Senin, 14 November 2016

Di Birai



Di birai pintu kita cuma punya waktu sekitar dua menit, sebelum sunyi hambar dan tumpah seperti susu basi.

Kau berbicara seolah-olah akhir tiada. Dan saban hari, Satre pernah berkata padaku bahwa akhir memang tak pernah ada. Kau ceritakan soal difabel yang mengkeret pada trotoar dimana fasilitas tak berpihak padanya. Dan kau ceritakan juga struktur pada tetes hujan, bahwa di dalamnya ada banyak air mata hewan, tumbuhan, manusia, bahkan Tuhan. Satu menit meriak, dan bahkan celotehmu belum mencapai refrain.

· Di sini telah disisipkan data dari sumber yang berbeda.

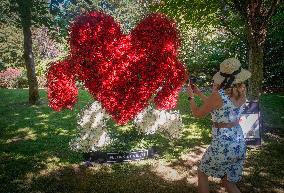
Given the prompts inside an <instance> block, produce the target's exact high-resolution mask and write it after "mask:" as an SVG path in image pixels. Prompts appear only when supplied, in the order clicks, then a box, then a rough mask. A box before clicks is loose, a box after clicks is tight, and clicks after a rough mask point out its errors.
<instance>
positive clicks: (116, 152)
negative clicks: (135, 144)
mask: <svg viewBox="0 0 284 193" xmlns="http://www.w3.org/2000/svg"><path fill="white" fill-rule="evenodd" d="M155 154H156V151H155V150H154V148H150V149H148V150H140V151H133V152H125V153H119V152H102V151H95V152H89V153H85V154H84V160H85V161H86V162H95V163H119V162H129V161H138V160H143V159H148V158H151V157H153V156H154V155H155Z"/></svg>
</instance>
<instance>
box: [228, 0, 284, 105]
mask: <svg viewBox="0 0 284 193" xmlns="http://www.w3.org/2000/svg"><path fill="white" fill-rule="evenodd" d="M226 3H227V5H229V6H230V7H232V8H233V9H236V10H238V12H239V14H240V15H241V16H242V17H243V19H244V22H245V37H246V42H247V46H248V63H249V69H250V71H251V73H252V77H251V79H250V83H249V89H248V94H249V98H250V99H251V100H258V99H259V95H260V93H261V92H262V81H263V65H264V64H263V63H264V52H263V50H264V45H265V41H266V37H267V31H268V26H269V22H270V20H271V18H272V16H273V15H274V14H275V13H276V10H277V8H278V7H279V6H280V3H281V0H232V1H231V2H230V1H226Z"/></svg>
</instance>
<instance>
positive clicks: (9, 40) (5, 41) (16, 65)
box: [0, 24, 24, 69]
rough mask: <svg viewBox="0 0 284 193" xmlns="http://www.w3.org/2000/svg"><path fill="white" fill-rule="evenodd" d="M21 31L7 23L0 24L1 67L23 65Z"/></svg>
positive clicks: (22, 38) (0, 51)
mask: <svg viewBox="0 0 284 193" xmlns="http://www.w3.org/2000/svg"><path fill="white" fill-rule="evenodd" d="M23 54H24V53H23V32H22V31H21V30H20V29H18V28H16V27H14V26H12V25H8V24H0V60H1V64H0V65H1V68H2V69H5V68H8V67H24V62H23Z"/></svg>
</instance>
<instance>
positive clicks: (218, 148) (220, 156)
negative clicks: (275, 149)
mask: <svg viewBox="0 0 284 193" xmlns="http://www.w3.org/2000/svg"><path fill="white" fill-rule="evenodd" d="M219 94H220V96H221V97H222V100H223V106H222V107H221V108H219V109H217V110H215V111H213V112H212V113H211V114H212V121H213V122H218V123H231V122H235V121H237V120H239V119H240V117H241V114H242V112H243V109H244V106H242V107H236V106H235V105H234V104H233V103H232V101H231V100H230V98H229V97H228V96H227V95H226V94H225V92H224V90H219ZM245 154H246V145H245V140H244V136H243V132H242V129H241V127H240V126H239V125H237V126H235V127H232V128H214V127H213V128H212V142H211V145H210V146H209V147H208V149H207V150H206V152H205V153H204V155H203V157H202V159H201V161H200V164H199V170H200V171H202V172H203V173H205V174H206V175H208V176H213V177H217V178H224V177H227V180H228V181H231V182H238V181H239V180H240V179H241V175H242V171H243V164H244V159H245Z"/></svg>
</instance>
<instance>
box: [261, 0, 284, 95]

Hampir tiga puluh detik tersisa, sampai di kejauhan aku mulai mendengar ilalang dilibas purnama. Dan sebelum semuanya selesai, aku mengeluarkan setangkai lili putih, agak sedikit layu, namun bisa mengusir aura-aura kematian.


Tapi di birai di mana aku dan kau cuman punya dua menit, tak ada yang tersisa selain ketiadaan pintu, ketidaknyataan, sosokku, dan tanah merah. Lalu aku akan tahu bahwa masa penghabisan kita telah datang, sebab azan subuh telah berkumandang, menghapus sisa-sisa kabut makam pada dua menit di ujung hari itu.